The best GIFs from the new Google Timelapse



The Aral Sea has been drying out since the 1960s due to Soviet irrigation programmes. By 2007 it had been reduced to just 10 per cent of its original volume.



Brasilia, Brazil's capital city, was founded in 1960. By 2011 its population had reached more than 2.5 million.




New Cairo, a city to the southeast of Cairo was founded in 2010 to relieve the huge population strain on the Eygptian capital.



Pine Island glacier is the fastest retreating glacier in the Antarctic.
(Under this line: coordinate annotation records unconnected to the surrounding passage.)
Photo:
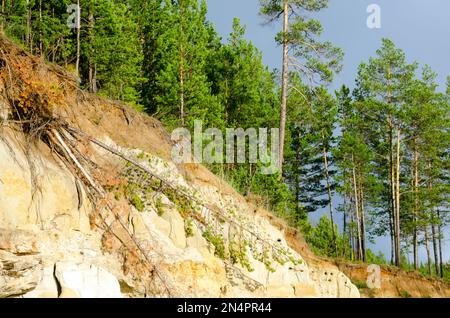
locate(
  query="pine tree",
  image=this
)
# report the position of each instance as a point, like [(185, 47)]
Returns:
[(383, 83), (184, 89), (313, 59)]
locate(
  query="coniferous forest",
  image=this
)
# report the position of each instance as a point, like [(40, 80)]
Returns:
[(375, 158)]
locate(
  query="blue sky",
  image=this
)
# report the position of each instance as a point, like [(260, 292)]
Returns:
[(420, 27)]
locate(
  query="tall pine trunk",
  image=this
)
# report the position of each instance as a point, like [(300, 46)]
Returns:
[(397, 196), (435, 245), (78, 31), (392, 179), (29, 39), (415, 205), (2, 25), (330, 198), (41, 41), (91, 64), (427, 246), (358, 221), (363, 218), (345, 224), (350, 228), (441, 234), (284, 86)]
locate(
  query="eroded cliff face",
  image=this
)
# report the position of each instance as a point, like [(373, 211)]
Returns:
[(51, 246)]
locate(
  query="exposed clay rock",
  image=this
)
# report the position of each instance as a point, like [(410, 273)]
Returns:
[(18, 274)]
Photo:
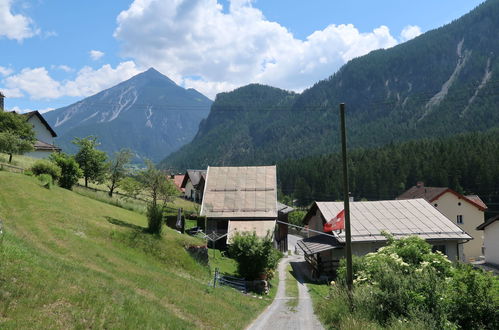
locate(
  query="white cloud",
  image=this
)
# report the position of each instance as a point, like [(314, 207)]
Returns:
[(62, 67), (38, 84), (5, 71), (185, 38), (19, 110), (15, 26), (96, 54), (410, 32)]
In 2015 a 225 square mile chunk of the glacier detached after a 20-year-old rift deep within the glacial ice finally made its way to the surface.



The population of Valencia, on the southeastern coast of Spain, exploded in the wake of Spain's transition to a democracy in the latter half of the 1970s.



This Tibetan lake may be getting bigger because of increased rainfall, or because glaciers in the nearby Himalayas are starting to melt.



The course of the Tambopata River in southeastern Peru is constantly changing over time as smaller streams become absorbed into the main body of water.



Solar Star, the 597 megawatt plant in Los Angeles, California was completed in 2015 and is the world's largest solar power plant.



The eastern span of the San Francisco-Oakland Bay Bridge was replaced between 2002 and 2013 after suffering damage in the 1989 Loma Prieta earthquake.



Originally built in 1914, the Panama Canal underwent a recent expansion between 2007 and 2016 that doubled the capacity of the artificial waterway.